Detecting Significant Changes In Your Data
For statisticians, significance is an essential but often routine concept. For those who don’t remember the details of college statistics courses, significance is a nebulous concept that lends magical credence to whatever data it describes. Sometimes you make a change in your paid search program, watch the data come in, and want to claim that numbers are improving because of your initiative.
How can you support this claim? Can you discredit the possibility that the apparent improvement is just noise? How can you apply that authoritative label of “significant”?
Here I’d like to walk you through a basic test of significance that you can use to de-mystify changes in your paid search data.
If you’d like to skip the math, click here.
Let’s start with a situational example… say you’ve added Google Site Links to your brand ads and you want to show that brand click-through rate (CTR) has improved as a result.
- First, you need to know what value brand CTR is potentially improving from. Let’s call this value mu (pronounced myoo), and you can choose it in a variety of ways: the average or median CTR over the past month, the average or median CTR from this time of year last year, etc. It should really be whatever value you believe CTR to truly center around.

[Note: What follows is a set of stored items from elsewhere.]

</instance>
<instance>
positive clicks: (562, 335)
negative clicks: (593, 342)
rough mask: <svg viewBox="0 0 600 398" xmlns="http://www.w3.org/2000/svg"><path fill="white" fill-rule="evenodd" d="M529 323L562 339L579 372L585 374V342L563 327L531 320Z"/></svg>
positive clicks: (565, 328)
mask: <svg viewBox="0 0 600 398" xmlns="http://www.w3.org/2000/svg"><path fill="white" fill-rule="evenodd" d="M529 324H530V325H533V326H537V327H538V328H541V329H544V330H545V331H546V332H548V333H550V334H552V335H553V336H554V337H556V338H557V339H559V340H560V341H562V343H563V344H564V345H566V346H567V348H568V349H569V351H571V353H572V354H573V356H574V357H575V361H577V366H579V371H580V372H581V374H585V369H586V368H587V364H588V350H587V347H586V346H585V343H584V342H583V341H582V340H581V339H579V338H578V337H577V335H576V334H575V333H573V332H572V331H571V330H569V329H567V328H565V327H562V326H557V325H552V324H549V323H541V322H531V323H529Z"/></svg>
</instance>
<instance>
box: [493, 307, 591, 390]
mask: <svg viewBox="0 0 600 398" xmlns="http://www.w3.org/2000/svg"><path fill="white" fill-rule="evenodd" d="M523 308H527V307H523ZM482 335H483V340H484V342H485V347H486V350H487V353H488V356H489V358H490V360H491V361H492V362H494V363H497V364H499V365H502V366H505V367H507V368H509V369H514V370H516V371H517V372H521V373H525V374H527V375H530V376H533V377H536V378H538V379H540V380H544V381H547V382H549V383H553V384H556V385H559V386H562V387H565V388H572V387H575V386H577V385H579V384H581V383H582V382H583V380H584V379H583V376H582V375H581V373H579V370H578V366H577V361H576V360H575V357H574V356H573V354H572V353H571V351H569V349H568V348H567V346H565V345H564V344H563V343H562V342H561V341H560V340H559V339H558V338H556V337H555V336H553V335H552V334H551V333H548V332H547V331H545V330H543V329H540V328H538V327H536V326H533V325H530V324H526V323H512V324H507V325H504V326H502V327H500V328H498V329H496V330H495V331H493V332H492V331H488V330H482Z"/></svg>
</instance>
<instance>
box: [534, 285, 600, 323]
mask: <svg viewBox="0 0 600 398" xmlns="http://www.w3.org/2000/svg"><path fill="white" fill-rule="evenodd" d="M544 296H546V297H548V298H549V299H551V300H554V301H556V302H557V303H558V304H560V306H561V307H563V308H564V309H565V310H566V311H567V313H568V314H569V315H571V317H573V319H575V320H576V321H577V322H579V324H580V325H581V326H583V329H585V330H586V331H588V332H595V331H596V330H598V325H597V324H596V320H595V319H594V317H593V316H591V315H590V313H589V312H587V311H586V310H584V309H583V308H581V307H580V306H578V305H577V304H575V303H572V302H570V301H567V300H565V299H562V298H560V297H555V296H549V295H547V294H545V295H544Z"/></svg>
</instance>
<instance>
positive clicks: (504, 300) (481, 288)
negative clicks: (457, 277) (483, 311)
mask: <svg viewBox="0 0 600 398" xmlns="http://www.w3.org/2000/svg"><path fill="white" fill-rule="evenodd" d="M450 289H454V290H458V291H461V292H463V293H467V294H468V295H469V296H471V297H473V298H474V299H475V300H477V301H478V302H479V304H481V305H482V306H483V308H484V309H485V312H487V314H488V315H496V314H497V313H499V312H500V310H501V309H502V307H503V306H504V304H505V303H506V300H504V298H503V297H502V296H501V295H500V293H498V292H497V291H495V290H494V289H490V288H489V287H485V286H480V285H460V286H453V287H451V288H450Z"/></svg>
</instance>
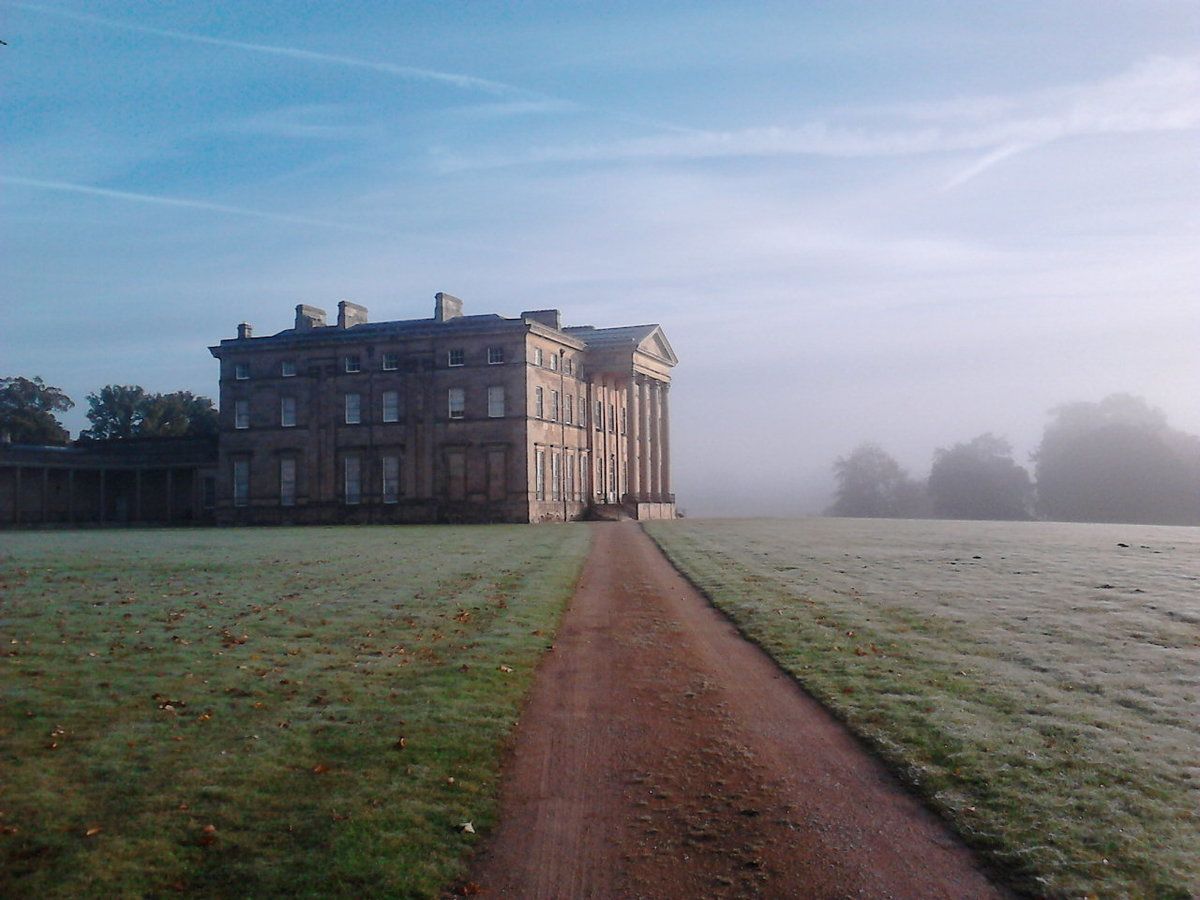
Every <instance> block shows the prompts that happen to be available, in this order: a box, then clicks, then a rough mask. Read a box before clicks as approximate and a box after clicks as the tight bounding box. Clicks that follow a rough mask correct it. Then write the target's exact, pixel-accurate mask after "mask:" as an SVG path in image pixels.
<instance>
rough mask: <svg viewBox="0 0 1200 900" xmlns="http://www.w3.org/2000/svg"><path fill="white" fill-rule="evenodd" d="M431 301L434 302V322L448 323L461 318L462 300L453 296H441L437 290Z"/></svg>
mask: <svg viewBox="0 0 1200 900" xmlns="http://www.w3.org/2000/svg"><path fill="white" fill-rule="evenodd" d="M433 300H434V301H436V304H434V306H433V320H434V322H449V320H450V319H460V318H462V300H460V299H458V298H456V296H455V295H454V294H443V293H442V292H440V290H439V292H438V293H437V294H434V295H433Z"/></svg>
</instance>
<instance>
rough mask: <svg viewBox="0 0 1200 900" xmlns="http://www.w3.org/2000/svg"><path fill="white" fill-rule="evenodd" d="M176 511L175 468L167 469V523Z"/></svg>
mask: <svg viewBox="0 0 1200 900" xmlns="http://www.w3.org/2000/svg"><path fill="white" fill-rule="evenodd" d="M174 511H175V470H174V469H172V468H168V469H167V524H170V521H172V520H173V518H174V515H173V514H174Z"/></svg>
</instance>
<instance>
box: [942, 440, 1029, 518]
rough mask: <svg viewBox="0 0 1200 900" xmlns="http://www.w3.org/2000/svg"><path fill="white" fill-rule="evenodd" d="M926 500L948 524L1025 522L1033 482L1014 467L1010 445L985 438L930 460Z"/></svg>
mask: <svg viewBox="0 0 1200 900" xmlns="http://www.w3.org/2000/svg"><path fill="white" fill-rule="evenodd" d="M929 496H930V499H931V500H932V503H934V512H935V514H936V515H938V516H946V517H948V518H1028V517H1030V512H1031V510H1032V506H1033V482H1032V481H1031V480H1030V473H1027V472H1026V470H1025V469H1024V468H1021V467H1020V466H1018V464H1016V463H1015V462H1013V448H1012V445H1010V444H1009V443H1008V442H1007V440H1004V439H1003V438H998V437H996V436H995V434H990V433H989V434H980V436H979V437H977V438H974V439H972V440H970V442H967V443H965V444H955V445H954V446H952V448H950V449H949V450H944V449H941V450H937V452H935V454H934V466H932V468H931V469H930V473H929Z"/></svg>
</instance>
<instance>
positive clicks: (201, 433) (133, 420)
mask: <svg viewBox="0 0 1200 900" xmlns="http://www.w3.org/2000/svg"><path fill="white" fill-rule="evenodd" d="M88 403H89V406H90V409H89V410H88V419H89V420H90V421H91V428H89V430H88V431H85V432H84V433H83V434H80V437H82V438H84V439H96V440H112V439H121V438H140V437H204V436H211V434H216V433H217V410H216V409H215V408H214V406H212V401H211V400H209V398H208V397H198V396H196V395H193V394H192V392H191V391H174V392H172V394H148V392H146V391H145V390H144V389H143V388H140V386H138V385H136V384H109V385H107V386H104V388H101V390H100V392H97V394H89V395H88Z"/></svg>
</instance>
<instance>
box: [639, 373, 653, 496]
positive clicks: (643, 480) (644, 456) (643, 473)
mask: <svg viewBox="0 0 1200 900" xmlns="http://www.w3.org/2000/svg"><path fill="white" fill-rule="evenodd" d="M637 412H638V419H637V478H638V481H640V485H638V487H640V491H638V497H637V498H638V499H640V500H646V499H649V493H650V386H649V384H648V382H647V379H646V376H638V377H637Z"/></svg>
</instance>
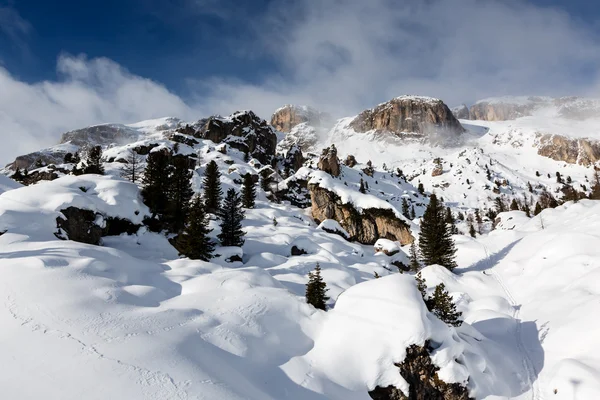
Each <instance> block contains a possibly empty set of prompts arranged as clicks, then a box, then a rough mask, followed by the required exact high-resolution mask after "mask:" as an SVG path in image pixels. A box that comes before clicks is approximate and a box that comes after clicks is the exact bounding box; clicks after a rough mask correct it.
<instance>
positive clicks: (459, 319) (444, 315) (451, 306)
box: [431, 283, 462, 326]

- Next, you need data points.That is, you need several days of CTR data since the Site Links have been running. How many days is up to you. Generally, more is better, but I’ll touch on that later. The number of days you have is n. Take the average of the CTRs from those days; this is called xbar. Lastly, take the standard deviation (excel function stdev) of these CTRs and call it s.

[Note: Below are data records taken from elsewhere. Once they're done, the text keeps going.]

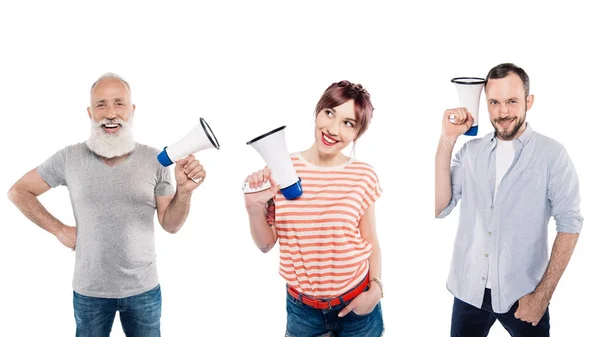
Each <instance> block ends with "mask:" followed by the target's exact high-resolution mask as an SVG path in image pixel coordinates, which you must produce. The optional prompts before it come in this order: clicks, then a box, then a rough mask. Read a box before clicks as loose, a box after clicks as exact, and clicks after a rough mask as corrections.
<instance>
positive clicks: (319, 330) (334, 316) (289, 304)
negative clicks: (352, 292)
mask: <svg viewBox="0 0 600 337" xmlns="http://www.w3.org/2000/svg"><path fill="white" fill-rule="evenodd" d="M368 289H369V287H366V288H365V290H364V291H367V290H368ZM349 303H350V302H348V303H343V300H342V303H341V304H339V305H336V306H333V307H331V308H330V309H325V310H321V309H315V308H313V307H311V306H308V305H306V304H304V303H302V302H301V301H299V300H297V299H295V298H294V297H293V296H292V295H290V294H289V293H287V303H286V308H287V327H286V333H285V336H286V337H325V336H336V337H380V336H381V335H382V334H383V316H382V313H381V302H379V303H377V305H376V306H375V308H374V309H373V311H371V312H370V313H368V314H366V315H358V314H356V313H354V311H350V313H348V314H347V315H346V316H344V317H338V313H339V312H340V311H342V309H344V307H346V306H347V305H348V304H349Z"/></svg>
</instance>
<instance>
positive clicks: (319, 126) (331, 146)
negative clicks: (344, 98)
mask: <svg viewBox="0 0 600 337" xmlns="http://www.w3.org/2000/svg"><path fill="white" fill-rule="evenodd" d="M356 125H357V121H356V112H355V106H354V100H352V99H350V100H348V101H346V102H345V103H343V104H341V105H339V106H336V107H333V108H325V109H322V110H321V111H318V112H317V119H316V122H315V141H316V144H317V149H318V151H319V154H321V155H323V156H335V155H337V154H339V153H340V152H341V151H342V150H343V149H344V148H345V147H346V146H348V145H349V144H350V143H352V142H353V141H354V140H355V139H356V135H357V133H358V129H357V127H356Z"/></svg>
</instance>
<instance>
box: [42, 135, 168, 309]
mask: <svg viewBox="0 0 600 337" xmlns="http://www.w3.org/2000/svg"><path fill="white" fill-rule="evenodd" d="M158 152H159V151H158V150H156V149H154V148H152V147H149V146H146V145H141V144H136V146H135V149H134V150H133V152H132V153H131V155H130V156H129V157H128V158H127V159H126V160H125V161H123V162H121V163H120V164H118V165H116V166H114V167H109V166H107V165H106V164H104V163H103V162H102V161H101V159H100V158H99V157H98V156H96V155H95V154H94V153H93V152H91V151H90V150H89V149H88V147H87V146H86V145H85V143H79V144H76V145H71V146H67V147H66V148H64V149H62V150H60V151H58V152H57V153H55V154H54V155H53V156H51V157H50V158H48V159H47V160H46V161H45V162H44V163H43V164H41V165H40V166H39V167H38V168H37V169H38V172H39V174H40V176H41V177H42V179H44V181H46V183H48V185H50V186H51V187H56V186H59V185H65V186H67V188H68V189H69V194H70V197H71V205H72V206H73V214H74V216H75V223H76V226H77V244H76V248H75V253H76V258H75V272H74V276H73V290H74V291H76V292H77V293H79V294H82V295H85V296H92V297H102V298H123V297H128V296H133V295H137V294H140V293H143V292H145V291H148V290H150V289H152V288H154V287H155V286H156V285H158V273H157V269H156V256H155V251H154V214H155V212H156V199H155V196H164V195H172V194H174V193H175V188H174V186H173V183H172V179H171V173H170V171H169V170H168V169H167V168H165V167H163V166H161V165H160V163H159V162H158V161H157V159H156V155H157V154H158Z"/></svg>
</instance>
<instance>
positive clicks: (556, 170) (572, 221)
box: [548, 148, 583, 233]
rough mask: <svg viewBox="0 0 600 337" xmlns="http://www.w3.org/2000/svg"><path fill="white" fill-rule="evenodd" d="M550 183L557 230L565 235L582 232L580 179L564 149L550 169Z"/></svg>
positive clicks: (557, 157) (554, 214)
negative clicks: (580, 204) (565, 233)
mask: <svg viewBox="0 0 600 337" xmlns="http://www.w3.org/2000/svg"><path fill="white" fill-rule="evenodd" d="M548 181H549V183H548V199H549V201H550V209H551V214H552V217H554V220H555V221H556V230H557V231H558V232H564V233H579V232H581V227H582V226H583V217H582V216H581V213H580V209H579V205H580V203H581V197H580V195H579V178H578V177H577V172H576V171H575V166H574V165H573V162H572V161H571V158H570V157H569V155H568V154H567V151H566V150H565V149H564V148H562V149H561V151H560V153H559V155H558V157H557V159H556V161H555V162H554V164H553V165H552V166H551V168H550V171H549V178H548Z"/></svg>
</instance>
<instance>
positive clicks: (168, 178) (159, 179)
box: [154, 166, 175, 196]
mask: <svg viewBox="0 0 600 337" xmlns="http://www.w3.org/2000/svg"><path fill="white" fill-rule="evenodd" d="M157 174H158V179H157V183H156V187H155V188H154V194H155V195H156V196H166V195H173V194H175V186H174V185H173V178H172V177H171V171H170V170H169V168H168V167H163V166H160V167H159V169H158V173H157Z"/></svg>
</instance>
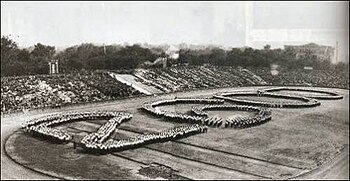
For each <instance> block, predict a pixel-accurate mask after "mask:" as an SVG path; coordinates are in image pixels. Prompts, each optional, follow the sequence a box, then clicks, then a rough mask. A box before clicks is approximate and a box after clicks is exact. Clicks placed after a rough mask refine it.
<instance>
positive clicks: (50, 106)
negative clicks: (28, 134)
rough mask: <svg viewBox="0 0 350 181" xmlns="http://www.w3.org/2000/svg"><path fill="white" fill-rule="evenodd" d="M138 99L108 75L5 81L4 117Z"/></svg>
mask: <svg viewBox="0 0 350 181" xmlns="http://www.w3.org/2000/svg"><path fill="white" fill-rule="evenodd" d="M138 95H141V93H140V92H138V91H137V90H135V89H133V88H131V87H130V86H127V85H125V84H122V83H120V82H118V81H117V80H116V79H114V78H112V77H110V76H109V75H108V74H107V73H106V72H79V73H76V74H59V75H38V76H22V77H1V113H9V112H16V111H23V110H28V109H39V108H47V107H60V106H63V105H67V104H75V103H86V102H95V101H105V100H111V99H120V98H126V97H132V96H138Z"/></svg>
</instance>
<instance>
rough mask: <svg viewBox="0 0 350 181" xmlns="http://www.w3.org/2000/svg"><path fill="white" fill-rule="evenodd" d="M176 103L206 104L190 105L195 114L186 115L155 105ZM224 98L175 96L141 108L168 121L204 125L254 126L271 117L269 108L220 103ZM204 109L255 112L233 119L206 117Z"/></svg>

- Now we can compute a t-score, and with it, the probability that the change in CTR you’re seeing is or isn’t attributable to chance. Set t = |xbar – mu| / (s/squareroot(n)). Then use the function tdist in excel, and for the arguments, plug in t, n-1, and 1. The number that this function returns is the probability that the change in CTR is simply due to chance, aka noise. If this probability is very small, then we say CTR has changed significantly.

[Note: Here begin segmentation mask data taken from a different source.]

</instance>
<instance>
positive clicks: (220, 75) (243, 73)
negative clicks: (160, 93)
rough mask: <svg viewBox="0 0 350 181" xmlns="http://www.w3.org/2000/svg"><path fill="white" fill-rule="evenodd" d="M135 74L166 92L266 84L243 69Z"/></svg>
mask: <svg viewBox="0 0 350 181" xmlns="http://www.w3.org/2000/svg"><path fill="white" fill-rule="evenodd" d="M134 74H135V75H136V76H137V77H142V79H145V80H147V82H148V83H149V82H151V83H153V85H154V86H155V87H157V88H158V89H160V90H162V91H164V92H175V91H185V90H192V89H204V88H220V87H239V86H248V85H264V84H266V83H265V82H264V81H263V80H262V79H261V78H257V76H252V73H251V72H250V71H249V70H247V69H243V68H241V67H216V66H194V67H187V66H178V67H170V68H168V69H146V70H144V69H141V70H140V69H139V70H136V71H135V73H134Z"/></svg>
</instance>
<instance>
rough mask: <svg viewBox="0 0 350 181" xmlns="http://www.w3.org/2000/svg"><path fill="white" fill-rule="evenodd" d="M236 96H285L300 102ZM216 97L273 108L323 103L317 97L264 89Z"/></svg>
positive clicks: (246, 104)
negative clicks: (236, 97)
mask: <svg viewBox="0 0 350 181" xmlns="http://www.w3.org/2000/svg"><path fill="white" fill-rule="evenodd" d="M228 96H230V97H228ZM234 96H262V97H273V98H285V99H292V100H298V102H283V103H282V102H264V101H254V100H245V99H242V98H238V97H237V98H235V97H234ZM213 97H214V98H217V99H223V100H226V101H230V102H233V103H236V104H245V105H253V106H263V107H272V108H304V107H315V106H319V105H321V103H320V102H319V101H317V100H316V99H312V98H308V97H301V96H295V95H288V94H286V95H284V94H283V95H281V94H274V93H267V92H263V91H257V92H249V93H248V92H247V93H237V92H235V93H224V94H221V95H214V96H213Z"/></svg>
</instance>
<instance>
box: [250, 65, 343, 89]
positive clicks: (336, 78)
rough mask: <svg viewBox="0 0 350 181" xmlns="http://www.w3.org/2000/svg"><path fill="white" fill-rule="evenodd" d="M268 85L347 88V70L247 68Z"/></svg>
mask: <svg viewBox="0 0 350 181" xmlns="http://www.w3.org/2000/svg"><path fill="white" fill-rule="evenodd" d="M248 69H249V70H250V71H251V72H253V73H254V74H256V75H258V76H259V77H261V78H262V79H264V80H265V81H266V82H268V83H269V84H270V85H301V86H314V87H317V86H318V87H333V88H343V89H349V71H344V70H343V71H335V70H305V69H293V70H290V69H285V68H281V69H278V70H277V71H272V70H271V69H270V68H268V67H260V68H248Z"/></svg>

I’ve prepared an excel spreadsheet that handles the arithmetic. In this model, change the gray shaded cells to reflect your data. Enter the data that you think has fundamentally changed in column C. Only include data points since the change began. Then, in cell G2, enter the value from which you believe the data to have changed. That is, the average value of the data before the change.
The value p, produced in cell G7, is the probability that the change you’re seeing is only due to chance, and thus meaningless. Typically, a p-level must be below 5% to be considered significant. (If you want to be super, super sure, you can use 1% or 0.1% instead.) In other words, if your p-value is 5% or less, you can confidently say that the change in your data is real, definite, and due to something other than statistical noise. It’s a pretty safe bet that whatever initiative you took – whether it was switching landing pages, altering ad copy, or refining your bidding – was the catalyst for the improvement instead.
Allow me to fill in the spreadsheet with an example. For an imaginary online retailer, brand CTR hovers around 4.4%, so I fill in cell G2 with the value 4.4. The retailer enables Google Site Links, and CTRs for the 3 days afterward are 4.3, 5.2, and 5. So I enter those three data points into column C. And voila… the p-level comes back as 12.66%. This says that there is a 12.66% chance that the rise in CTR was due only to noise.
Not significant. Sorry, click-through-rates haven’t really increased, or at least, we can’t be very confident that the observed change is anything more than random noise.
But… three days is not much data. As smart analysts, we are cautious when examining trends over only a few days, and this significance test incorporates such wisdom. As the number of data points (n) you use increases, p-levels fall. For example, if all the numbers in the above example were the same except that you used 7 days instead of 3 (so n=7), the corresponding probability drops to 2.6%. In this instance, it’s very unlikely (2.6% unlikely) that the increase in CTR was due to noise, so here you can rather confidently say, “Yes, CTR has increased, and it wasn’t due to chance. It was probably due to the site links.”